Si vas a llevar a cabo muchos proyectos similares, puede que valga la pena la creación y refinamiento de un Aide Memoire, es decir, una lista de puntos claves a ser considerados durante la planificación. Con esto te asegurarás de tener presentes y aplicar las lecciones aprendidas.

Cómo utilizar la herramienta

Lo mejor es pensar en la planificación como un ciclo y no como un proceso lineal.

Una vez ideado el plan, debes evaluar su probabilidad de éxito. Esta evaluación, basada en el costo u otras herramientas analíticas, pondrá de manifiesto si el plan tendrá consecuencias no deseadas, costos demasiado altos o simplemente no funcionará. Si este último fuera el caso, debes volver a la etapa anterior del proceso de planificación o abandonar el plan por completo (si es que el análisis demuestra que no vale la pena ejecutarlo).

Finalmente, debes aplicar lo que has aprendido en el siguiente proceso de planificación que enfrentes.

Una reflexión final

Una buena planificación incrementa la probabilidad de éxito de cualquier proyecto. El Ciclo de Planificación es un proceso que te ayuda a hacer buenos planes. Sin embargo, recuerda que la herramienta es de utilidad para planificar y gestionar proyectos de nivel de complejidad media; para proyectos que involucran a muchas personas durante un largo período se necesitan metodologías y enfoques más formales.El primer paso en El Ciclo de Planificación es el análisis de las oportunidades, el cual te ayudará a aterrizar el plan en la realidad. El segundo, la definición del objetivo, le dará enfoque. El tercero, la exploración de opciones, te permitirá vislumbrar las diferentes vías para alcanzar el objetivo.

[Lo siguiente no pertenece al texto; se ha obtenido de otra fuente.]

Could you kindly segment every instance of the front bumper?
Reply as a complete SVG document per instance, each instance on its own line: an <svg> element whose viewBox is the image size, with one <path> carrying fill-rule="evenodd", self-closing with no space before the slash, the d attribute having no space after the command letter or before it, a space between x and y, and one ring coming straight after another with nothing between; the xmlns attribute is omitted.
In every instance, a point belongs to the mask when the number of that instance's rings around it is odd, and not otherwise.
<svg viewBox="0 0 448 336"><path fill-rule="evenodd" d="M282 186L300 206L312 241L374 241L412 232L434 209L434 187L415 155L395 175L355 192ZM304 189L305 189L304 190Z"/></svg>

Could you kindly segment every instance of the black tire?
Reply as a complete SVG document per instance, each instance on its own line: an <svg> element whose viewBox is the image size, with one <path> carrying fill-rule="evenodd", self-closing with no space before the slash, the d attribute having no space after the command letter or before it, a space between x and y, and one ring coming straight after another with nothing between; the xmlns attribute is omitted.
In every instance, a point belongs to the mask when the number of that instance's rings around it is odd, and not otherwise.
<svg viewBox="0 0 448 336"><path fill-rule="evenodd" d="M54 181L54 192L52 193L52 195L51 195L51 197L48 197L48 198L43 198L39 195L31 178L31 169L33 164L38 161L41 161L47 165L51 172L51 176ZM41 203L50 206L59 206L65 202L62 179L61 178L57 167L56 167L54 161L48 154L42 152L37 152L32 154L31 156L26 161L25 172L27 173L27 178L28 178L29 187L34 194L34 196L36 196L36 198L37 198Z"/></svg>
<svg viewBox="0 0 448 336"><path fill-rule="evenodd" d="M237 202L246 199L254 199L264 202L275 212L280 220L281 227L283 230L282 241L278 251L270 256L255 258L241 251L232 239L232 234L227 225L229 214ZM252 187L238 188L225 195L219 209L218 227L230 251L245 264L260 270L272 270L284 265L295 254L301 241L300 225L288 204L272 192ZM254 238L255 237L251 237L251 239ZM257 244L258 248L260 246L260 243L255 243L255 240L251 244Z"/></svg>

Lo siguiente en el proceso es la escogencia de la mejor opción y la realización de un plan detallado para implementarla. Luego, debes evaluar el plan en su conjunto para asegurarte de que valdrá la pena ejecutarlo. Si no lo vale, regresa a la etapa anterior y mejora el plan o haz otro diferente. Si ningún plan parece producir el beneficio suficiente para justificar el costo, es preferible que no hagas nada.

Una vez que te hayas decidido por un curso de acción y estés convencido de que es viable, procede a llevar a cabo el plan. Cuando hayas terminado, examínalo y extrae las lecciones aprendidas. Finalmente, emplea este conocimiento en los procesos de planificación futura.